AK PARTİ DEM ARASINDA TEMAS
Böyle bir temas sözkonusu değil. Meclis'te grup ziyareti ise bu zaten Meclis'te olan bir şey. Daha önce Anayasa değişikliği süreci vardı. O zaman da bizim Adalet Bakanımız görüşmüştü. Bunlar ise bunlar oluyor. Bunun ötesinde siyasal amaçla, konuyla alakalı DEM Partisi'nin varlık konusuyla alakalı konularda görüşmek sözkonusu değil.

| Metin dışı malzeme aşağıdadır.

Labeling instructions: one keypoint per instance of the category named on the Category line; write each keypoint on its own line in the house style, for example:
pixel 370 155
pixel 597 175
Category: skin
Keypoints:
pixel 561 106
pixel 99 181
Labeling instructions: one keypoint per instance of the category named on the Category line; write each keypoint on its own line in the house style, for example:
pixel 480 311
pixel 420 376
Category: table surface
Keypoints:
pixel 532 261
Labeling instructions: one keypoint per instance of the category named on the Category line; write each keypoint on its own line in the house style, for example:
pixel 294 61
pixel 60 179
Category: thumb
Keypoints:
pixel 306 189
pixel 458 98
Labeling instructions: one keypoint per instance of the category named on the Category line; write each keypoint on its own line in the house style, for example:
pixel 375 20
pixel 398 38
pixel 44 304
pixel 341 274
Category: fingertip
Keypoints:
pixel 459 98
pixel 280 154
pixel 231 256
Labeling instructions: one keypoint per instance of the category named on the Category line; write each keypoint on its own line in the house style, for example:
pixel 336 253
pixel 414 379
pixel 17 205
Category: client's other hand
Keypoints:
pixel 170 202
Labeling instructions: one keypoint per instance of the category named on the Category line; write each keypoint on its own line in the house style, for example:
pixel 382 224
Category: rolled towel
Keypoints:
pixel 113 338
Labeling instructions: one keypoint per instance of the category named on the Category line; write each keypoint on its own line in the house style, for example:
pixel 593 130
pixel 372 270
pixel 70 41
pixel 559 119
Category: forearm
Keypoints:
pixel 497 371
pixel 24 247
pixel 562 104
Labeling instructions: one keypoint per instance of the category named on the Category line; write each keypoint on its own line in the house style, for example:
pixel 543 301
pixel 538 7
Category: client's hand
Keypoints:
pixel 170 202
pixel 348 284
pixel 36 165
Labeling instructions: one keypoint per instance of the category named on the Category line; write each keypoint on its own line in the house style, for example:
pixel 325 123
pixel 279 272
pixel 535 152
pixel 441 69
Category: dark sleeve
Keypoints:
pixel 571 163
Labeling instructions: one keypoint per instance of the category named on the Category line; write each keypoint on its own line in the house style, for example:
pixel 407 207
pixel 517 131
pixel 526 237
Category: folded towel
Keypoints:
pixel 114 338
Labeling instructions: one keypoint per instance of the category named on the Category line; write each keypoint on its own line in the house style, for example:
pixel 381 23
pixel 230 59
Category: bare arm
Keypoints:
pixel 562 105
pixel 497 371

"MİLLET ANAYASASINI YAPMALI"
Biz milletvekili seçimi kampanyası döneminde de en önemli gündem maddelerimizden bir tanesi Türkiye'nin hukuksal anlamda yeni bir Anayasa. Tekmil bir anayasa yapmayı hedeflediğimizi birkaç kez Cumhurbaşkanımız deklare etti. Bizler de söyledik. Türkiye gerçekten bir anayasa yapmalı. Bu konuda çalışmalarımız önceki yıllarda belli aşamaya geldi. MHP'nin de 100 maddelik taslağı vardı. Meclis'te bir konsensüs sağlayalım, yeni bir anayasa yapalım. Yeni bir anayasa yapmak milletin hakkıdır. Bu hak devredilmez, vazgeçilmez. Bu millet bu hakkını tarihimizde hiçbir zaman kullanamamış. Osmanlı'dan bu yana. 1924, 1961, 1980 Anayasaları hep olağanüstü dönemlerde ya da darbeciler tarafından anayasa yapılmış. 19-20 kez çok değişiklik yapılmıştır. En büyük değişikliği Cumhurbaşkanı sistemi ile biz getirdik. Bütün bunlara rağmen 82 Anayasası'dır bu. Millet bu hakkını kullansın. Anayasa değiştirmek suretiyle birbirine uyumlu olmayan maddeler varlığını sürdürüyor. Uygulamada önümüze çıkan konular elbette ki gözden geçirilebilir. Cumhurbaşkanı sistemi ile ilgili eksiklikler giderilsin. Bütün bunları kapsayacak şekilde A'dan Z'ye anayasaya ihtiyaç var.
"İNŞALLAH BAŞARABİLİRİZ"
Anayasa'nın yapılabilmesi Meclis'teki konsensüse bağlı. Sayısal yeterliliğimiz yok. Ne referanduma götürecek 360 vekile erişemiyoruz. Bir anayasa değişikliği yapılmışsa referandumsuz asla olmaz. İnşallah bunları suhulet içerisinde, soğukkanlı olarak Meclis'te olan bütün siyasi partilerin desteklemesi suretiyle yeni bir anayasa yapmayı başarabiliriz. Temennimiz bu.